The contraction ``'ab,eb'`` is shared between them and could only be done once.
First, let's set up some ``numpy`` arrays:

.. code-block:: python

    >>> terms1, terms2 = contraction1.split(','), contraction2.split(',')
    >>> terms = set((*terms1, *terms2))
    >>> terms
    {'ab', 'cda', 'cde', 'dca', 'eb'}

    >>> import numpy as np
    >>> np_arrays = {s: np.random.randn(*(sizes[c] for c in s)) for s in terms}
    >>> # filter the arrays needed for each expression
    >>> np_ops1 = [np_arrays[s] for s in terms1]
    >>> np_ops2 = [np_arrays[s] for s in terms2]

Typically we would compute these expressions separately:

.. code-block:: python

    >>> oe.contract(contraction1, *np_ops1)
    array(114.78314052)

    >>> oe.contract(contraction2, *np_ops2)
    array(-75.55902751)

However, if we use dask arrays we can combine the two operations, so let's set those
up:

.. code-block:: python

    >>> import dask.array as da
    >>> da_arrays = {s: da.from_array(np_arrays[s], chunks=1000, name=s) for s in inputs}
    >>> da_arrays
    {'ab': dask.array<ab, shape=(10, 10), dtype=float64, chunksize=(10, 10)>,
     'cda': dask.array<cda, shape=(10, 10, 10), dtype=float64, chunksize=(10, 10, 10)>,
     'cde': dask.array<cde, shape=(10, 10, 10), dtype=float64, chunksize=(10, 10, 10)>,
     'dca': dask.array<dca, shape=(10, 10, 10), dtype=float64, chunksize=(10, 10, 10)>,
     'eb': dask.array<eb, shape=(10, 10), dtype=float64, chunksize=(10, 10)>}

    >>> da_ops1  = [da_arrays[s] for s in terms1]
    >>> da_ops2  = [da_arrays[s] for s in terms2]

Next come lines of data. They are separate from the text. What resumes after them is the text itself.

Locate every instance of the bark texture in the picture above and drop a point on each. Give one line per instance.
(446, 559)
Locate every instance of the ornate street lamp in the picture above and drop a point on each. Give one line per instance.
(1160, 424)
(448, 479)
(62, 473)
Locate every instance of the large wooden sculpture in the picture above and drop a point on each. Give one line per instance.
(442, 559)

Note ``chunks`` is a required argument relating to how the arrays are stored (see `array-creation <http://dask.pydata.org/en/latest/array-creation.html>`_). Now we can perform the contraction:

.. code-block:: python

    >>> # these won't be immediately evaluated
    >>> dy1 = oe.contract(contraction1, *da_ops1, backend='dask')
    >>> dy2 = oe.contract(contraction2, *da_ops2, backend='dask')

    >>> # wrap them in delayed to combine them into the same computation
    >>> from dask import delayed
    >>> dy = delayed([dy1, dy2])
    >>> dy
    Delayed('list-3af82335-b75e-47d6-b800-68490fc865fd')

As suggested by the name ``Delayed``, we have a placeholder for the result
so far. When we want to *perform* the computation we can call:

.. code-block:: python

    >>> dy.compute()
    [114.78314052155015, -75.55902750513113]

The above matches the canonical numpy result. The computation can even be handled by various
schedulers - see `scheduling <http://dask.pydata.org/en/latest/scheduling.html>`_.
Finally, to check we are reusing intermediaries, we can view the task
graph generated for the computation:

.. code-block:: python

    >>> dy.visualize(optimize_graph=True)

.. image:: ex_dask_reuse_graph.png

.. note::
    For sharing intermediates with other backends see `Sharing Intermediates <sharing_intermediates.html>`_. Dask graphs are particularly useful for reusing intermediates beyond just contractions and can allow additional parallelization.